I see a few new faces here this week and I must say I’m disappointed.
At a recent interview, I was asked where can I see myself in 2 years time…
I don't know, it's not like I have 2020 vision!
People think that “queue” is just “q” followed by 4 silent letters
But those letters aren’t silent. They’re just waiting their turn.
I lent a hot girl my umbrella yesterday.
That takes the number of girls I've made wet this year to -1.
“I made a pencil with two erasers.”
"It was pointless."
My job is to drill holes in things and then bolt them together…
At first it’s boring, but later on, it’s riveting…
A charity worker stopped me in the street and asked if I fancied taking part in a marathon.
I was going to decline but he told me it was for disabled kids and children with severe learning difficulties. I thought, fuck me, I might win this
If I won $298 million I’d donate a quarter of it to charities…
I'm not sure what I'd do with the other $297,999,999.75 though.

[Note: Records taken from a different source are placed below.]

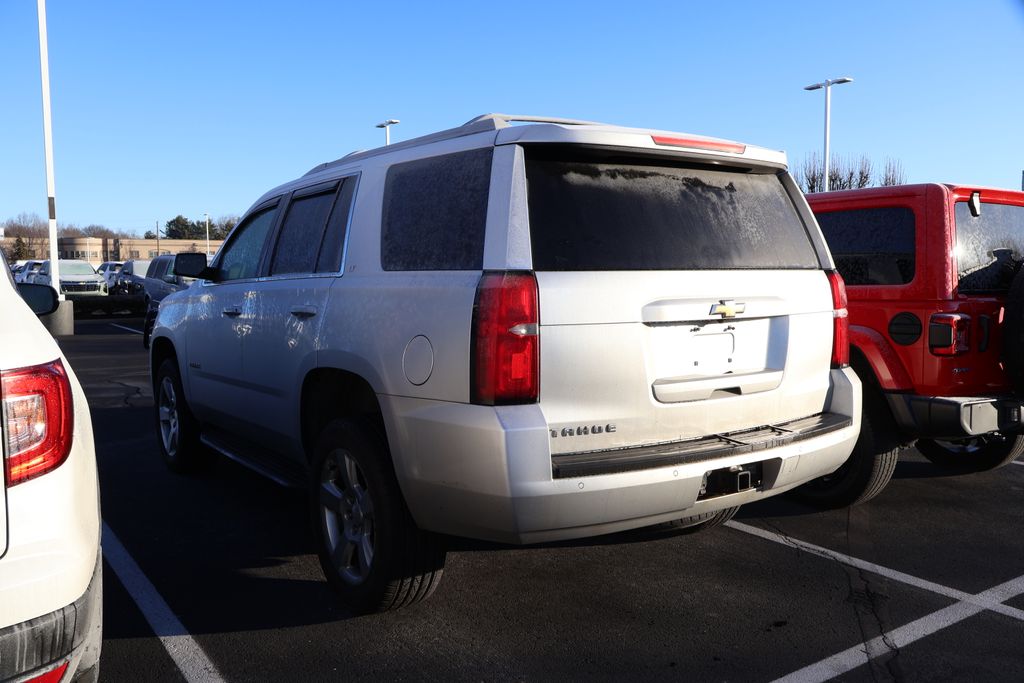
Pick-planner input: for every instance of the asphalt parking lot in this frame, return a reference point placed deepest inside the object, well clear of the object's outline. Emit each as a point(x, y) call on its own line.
point(215, 577)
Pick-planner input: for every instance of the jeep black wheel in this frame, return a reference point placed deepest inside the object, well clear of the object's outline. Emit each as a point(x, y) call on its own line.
point(975, 455)
point(176, 427)
point(371, 551)
point(867, 470)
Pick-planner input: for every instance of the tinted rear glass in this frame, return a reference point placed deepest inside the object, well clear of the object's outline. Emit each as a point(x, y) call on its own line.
point(871, 246)
point(989, 248)
point(434, 212)
point(589, 214)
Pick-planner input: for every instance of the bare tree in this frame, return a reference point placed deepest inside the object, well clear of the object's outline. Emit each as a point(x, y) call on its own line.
point(846, 173)
point(893, 173)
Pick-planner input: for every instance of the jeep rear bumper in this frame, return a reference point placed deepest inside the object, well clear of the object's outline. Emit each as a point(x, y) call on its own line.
point(954, 417)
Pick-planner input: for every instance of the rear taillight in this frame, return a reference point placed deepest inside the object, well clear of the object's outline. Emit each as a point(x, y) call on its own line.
point(697, 143)
point(841, 322)
point(948, 334)
point(37, 407)
point(506, 345)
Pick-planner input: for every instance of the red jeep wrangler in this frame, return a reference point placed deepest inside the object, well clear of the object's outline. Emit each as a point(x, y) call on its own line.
point(936, 308)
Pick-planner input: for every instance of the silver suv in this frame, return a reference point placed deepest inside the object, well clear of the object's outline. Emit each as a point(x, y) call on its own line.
point(514, 333)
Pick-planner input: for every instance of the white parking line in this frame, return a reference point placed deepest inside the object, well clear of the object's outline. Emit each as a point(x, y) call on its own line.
point(189, 657)
point(121, 327)
point(926, 626)
point(923, 584)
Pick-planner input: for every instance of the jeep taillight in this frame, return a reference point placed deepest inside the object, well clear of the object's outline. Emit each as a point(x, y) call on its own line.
point(949, 334)
point(37, 407)
point(505, 344)
point(841, 322)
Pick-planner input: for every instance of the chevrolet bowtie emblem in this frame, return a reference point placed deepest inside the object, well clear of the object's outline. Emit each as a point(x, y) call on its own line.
point(727, 308)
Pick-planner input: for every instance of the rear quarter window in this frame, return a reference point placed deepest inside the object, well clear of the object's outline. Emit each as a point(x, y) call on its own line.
point(435, 211)
point(596, 214)
point(873, 246)
point(989, 247)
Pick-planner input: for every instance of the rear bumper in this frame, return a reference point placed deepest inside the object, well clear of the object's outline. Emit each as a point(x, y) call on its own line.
point(72, 634)
point(487, 473)
point(954, 417)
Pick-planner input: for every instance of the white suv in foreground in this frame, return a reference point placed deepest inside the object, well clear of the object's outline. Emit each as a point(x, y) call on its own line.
point(514, 333)
point(50, 567)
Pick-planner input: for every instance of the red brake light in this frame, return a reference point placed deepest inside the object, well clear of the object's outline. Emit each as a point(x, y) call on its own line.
point(506, 345)
point(949, 334)
point(714, 145)
point(841, 322)
point(37, 406)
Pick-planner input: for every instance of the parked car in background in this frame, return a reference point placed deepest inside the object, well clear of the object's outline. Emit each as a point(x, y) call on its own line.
point(653, 333)
point(50, 562)
point(936, 300)
point(129, 279)
point(78, 279)
point(110, 270)
point(159, 282)
point(28, 271)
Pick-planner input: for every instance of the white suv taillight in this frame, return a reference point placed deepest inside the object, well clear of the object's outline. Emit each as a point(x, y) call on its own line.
point(37, 407)
point(841, 322)
point(506, 345)
point(948, 334)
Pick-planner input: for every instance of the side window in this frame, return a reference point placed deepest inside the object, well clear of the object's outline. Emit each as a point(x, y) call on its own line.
point(302, 231)
point(434, 212)
point(332, 251)
point(871, 246)
point(240, 259)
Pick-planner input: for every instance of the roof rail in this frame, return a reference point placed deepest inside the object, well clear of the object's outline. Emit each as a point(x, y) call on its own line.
point(503, 120)
point(480, 124)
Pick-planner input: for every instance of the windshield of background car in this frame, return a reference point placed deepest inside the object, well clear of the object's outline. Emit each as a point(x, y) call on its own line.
point(593, 213)
point(989, 247)
point(76, 268)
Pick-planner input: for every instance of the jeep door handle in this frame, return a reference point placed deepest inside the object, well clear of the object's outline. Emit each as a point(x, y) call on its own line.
point(303, 311)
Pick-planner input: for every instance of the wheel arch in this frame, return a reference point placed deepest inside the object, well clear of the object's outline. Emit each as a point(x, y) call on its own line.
point(329, 393)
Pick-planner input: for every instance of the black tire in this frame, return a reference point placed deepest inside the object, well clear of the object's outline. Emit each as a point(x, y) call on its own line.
point(371, 551)
point(976, 455)
point(704, 521)
point(1013, 334)
point(869, 467)
point(177, 429)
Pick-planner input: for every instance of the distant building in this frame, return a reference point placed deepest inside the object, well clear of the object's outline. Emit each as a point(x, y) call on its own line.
point(97, 250)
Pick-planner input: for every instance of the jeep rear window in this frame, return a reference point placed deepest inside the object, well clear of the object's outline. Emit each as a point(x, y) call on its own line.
point(871, 246)
point(989, 247)
point(435, 211)
point(626, 214)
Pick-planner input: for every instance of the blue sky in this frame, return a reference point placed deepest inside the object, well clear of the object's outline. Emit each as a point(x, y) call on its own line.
point(190, 107)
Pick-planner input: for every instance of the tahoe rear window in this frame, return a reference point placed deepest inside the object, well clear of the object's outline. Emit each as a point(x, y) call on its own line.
point(989, 247)
point(588, 213)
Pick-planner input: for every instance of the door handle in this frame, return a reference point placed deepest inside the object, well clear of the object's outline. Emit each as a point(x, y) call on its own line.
point(303, 311)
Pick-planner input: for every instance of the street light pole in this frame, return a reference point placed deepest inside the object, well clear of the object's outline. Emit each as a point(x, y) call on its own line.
point(827, 84)
point(44, 65)
point(386, 125)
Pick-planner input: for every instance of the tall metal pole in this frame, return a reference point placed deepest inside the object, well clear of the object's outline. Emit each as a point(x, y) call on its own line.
point(44, 65)
point(827, 126)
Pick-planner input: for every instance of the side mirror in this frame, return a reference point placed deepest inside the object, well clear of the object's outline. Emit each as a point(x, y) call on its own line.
point(42, 299)
point(192, 264)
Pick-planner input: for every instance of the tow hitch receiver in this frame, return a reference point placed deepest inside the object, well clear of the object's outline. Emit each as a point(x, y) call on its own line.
point(728, 480)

I’m in a time traveling rock band
It's called AD/BC
I’ve been accused of plagiarism
Their words, not mine
I have a Himalayan friend that told me he was going to the protests today…
… I just saw the news and I think I saw Himalayan there.
My work has just hired an Australian IT expert
He comes from a LAN down under
Whats Gordon Ramsay’s favourite sub-reddit.
IT'S FUCKING R/AWW , YOU IDIOT!
What do you call a pen that isn’t moving?
Stationary.
I know a great knock-knock joke, but you need to start it.
You: Ok, knock knock Me: Who's there? You: …? Me: 😃
Win10
Just got done with a company wide upgrade to Windows 10 and let me tell ya. Windows isn’t even compatible with Windows.